From Hegel's Lectures on the Philosophy of History -- "By fulfilling their own great purpose in accordance with the necessity of the universal Spirit, these world-historical men also satisfy themselves. These two things belong inseparably together: the cause and its hero. They must both be satisfied ... It is psychological pedantry to make a separation and, by giving passion the name of addiction, to suspect the morality of these men. By saying they acted only from morbid craving, one presents the consequences of their actions as their purposes and degrades the actions themselves to means. Alexander of Macedon partly conquered Greece and then Asia; it is said, therefore, that he craved conquest, and as proof it is offered that he did things which resulted in fame. What schoolmaster has not demonstrated that Alexander the Great and Julius Caesar were driven by such passions and were, consequently, immoral? From which it immediately follows that he, the schoolmaster, is a better man than they because he has no such passions, and proves it by the fact that he has not conquered Asia nor vanquished Darius and Porus, but enjoys life and allows others to enjoy it too.
"These psychologists are particularly fond of contemplating those peculiarities that belong to great historical figures as private persons. Man must eat and drink; he has relations with friends and acquaintances; he has emotions and fits of temper. “No man is a hero to his valet de chambre,” is a well-known proverb; I have added – and Goethe repeated it two years later – "but not because the former is no hero, but because the latter is a valet.” He takes off the hero’s boots, helps him into bed, knows that he prefers champagne, and the like.
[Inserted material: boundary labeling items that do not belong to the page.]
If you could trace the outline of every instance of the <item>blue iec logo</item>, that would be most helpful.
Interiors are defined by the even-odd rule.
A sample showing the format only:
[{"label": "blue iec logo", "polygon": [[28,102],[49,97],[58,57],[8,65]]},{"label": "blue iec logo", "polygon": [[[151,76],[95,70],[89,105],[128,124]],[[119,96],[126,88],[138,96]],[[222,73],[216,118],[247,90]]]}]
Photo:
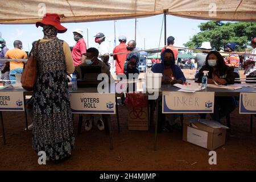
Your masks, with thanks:
[{"label": "blue iec logo", "polygon": [[22,105],[22,101],[19,99],[16,101],[16,105],[18,106],[21,106]]},{"label": "blue iec logo", "polygon": [[207,108],[210,108],[212,107],[212,102],[210,102],[210,101],[205,102],[205,107]]},{"label": "blue iec logo", "polygon": [[114,103],[112,102],[109,102],[106,104],[106,107],[108,109],[112,109],[114,107]]}]

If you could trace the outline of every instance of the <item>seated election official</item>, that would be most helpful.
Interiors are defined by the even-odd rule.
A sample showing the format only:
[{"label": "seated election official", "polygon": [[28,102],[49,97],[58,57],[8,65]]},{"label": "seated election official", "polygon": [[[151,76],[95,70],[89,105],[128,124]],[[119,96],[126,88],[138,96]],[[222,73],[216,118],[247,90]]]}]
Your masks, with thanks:
[{"label": "seated election official", "polygon": [[[154,73],[162,73],[162,82],[164,84],[183,84],[186,81],[186,78],[180,68],[175,65],[174,52],[170,49],[165,49],[161,55],[161,63],[155,64],[151,69]],[[162,98],[159,98],[160,107],[162,107]],[[159,108],[159,110],[162,109]],[[162,115],[162,114],[161,114]],[[166,122],[162,123],[162,127],[164,130],[170,131],[171,129],[181,130],[180,125],[175,123],[175,121],[180,114],[167,114],[165,115]]]},{"label": "seated election official", "polygon": [[155,64],[151,69],[154,73],[163,74],[163,84],[182,84],[186,81],[181,69],[175,65],[174,57],[172,51],[166,49],[162,53],[162,62]]},{"label": "seated election official", "polygon": [[[101,67],[101,73],[106,73],[109,77],[110,77],[110,68],[106,64],[98,59],[98,51],[97,49],[91,47],[86,50],[85,63],[82,63],[75,68],[75,72],[77,73],[77,78],[81,78],[82,74],[81,67],[98,65]],[[85,118],[85,131],[88,131],[92,129],[92,122],[94,119],[97,121],[98,128],[100,131],[104,130],[104,123],[101,114],[84,114]]]},{"label": "seated election official", "polygon": [[[199,82],[201,82],[204,71],[208,71],[208,84],[226,85],[234,84],[236,75],[234,68],[225,63],[220,53],[210,51],[206,57],[205,65],[199,72]],[[213,120],[220,122],[221,118],[230,114],[236,107],[236,101],[233,97],[215,97],[214,113],[210,114]]]}]

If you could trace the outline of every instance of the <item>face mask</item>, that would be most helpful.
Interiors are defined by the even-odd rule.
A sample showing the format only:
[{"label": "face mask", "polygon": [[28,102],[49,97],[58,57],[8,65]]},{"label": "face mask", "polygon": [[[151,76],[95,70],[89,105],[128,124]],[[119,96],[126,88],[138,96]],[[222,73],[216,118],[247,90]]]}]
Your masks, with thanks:
[{"label": "face mask", "polygon": [[215,59],[208,60],[208,64],[210,67],[214,67],[217,65],[217,60]]},{"label": "face mask", "polygon": [[130,46],[127,46],[127,47],[126,47],[126,49],[127,49],[128,51],[131,51],[131,50],[133,49],[133,47],[130,47]]},{"label": "face mask", "polygon": [[86,64],[87,65],[92,65],[92,64],[93,63],[93,62],[94,61],[92,61],[92,59],[93,59],[93,58],[92,59],[85,59],[85,63],[86,63]]},{"label": "face mask", "polygon": [[95,38],[95,42],[96,43],[98,43],[100,42],[101,42],[101,39],[103,39],[104,38],[105,38],[105,36],[104,36],[103,38]]},{"label": "face mask", "polygon": [[170,58],[164,58],[164,65],[165,66],[170,66],[173,64],[174,64]]},{"label": "face mask", "polygon": [[74,35],[74,40],[76,42],[79,41],[80,39],[80,37],[77,35]]}]

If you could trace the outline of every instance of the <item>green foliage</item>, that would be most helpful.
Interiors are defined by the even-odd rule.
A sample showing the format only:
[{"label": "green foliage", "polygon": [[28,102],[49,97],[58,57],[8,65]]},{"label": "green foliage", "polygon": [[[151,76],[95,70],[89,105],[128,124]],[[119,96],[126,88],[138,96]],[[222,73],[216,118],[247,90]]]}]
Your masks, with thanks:
[{"label": "green foliage", "polygon": [[244,51],[251,39],[256,36],[256,23],[236,22],[224,23],[220,21],[209,21],[201,23],[201,32],[191,41],[184,44],[186,47],[197,48],[203,42],[210,42],[213,49],[220,50],[229,42],[237,44],[238,51]]}]

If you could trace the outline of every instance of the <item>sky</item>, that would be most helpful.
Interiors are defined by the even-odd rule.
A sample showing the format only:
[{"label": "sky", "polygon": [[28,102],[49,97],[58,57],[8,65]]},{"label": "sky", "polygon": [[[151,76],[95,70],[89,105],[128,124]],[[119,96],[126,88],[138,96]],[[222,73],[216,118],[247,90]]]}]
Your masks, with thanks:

Historical personages fare badly in historical literature when served by such psychological valets. These attendants degrade them to their own level, or rather a few degrees below the level of their own morality, these exquisite discerners of spirits. Homer’s Thersites, who abuses the kings, is a standing figure for all times.
"Not in every age, it is true, does he get blows – that is, beating with a solid cudgel – as in the Homeric one. But his envy, his egotism, is the thorn that he has to carry in his flesh; and the undying worm that gnaws him is the tormenting thought that his excellent intentions and criticisms get absolutely no result in the world. One may be allowed a certain glee over Thersites’ fate."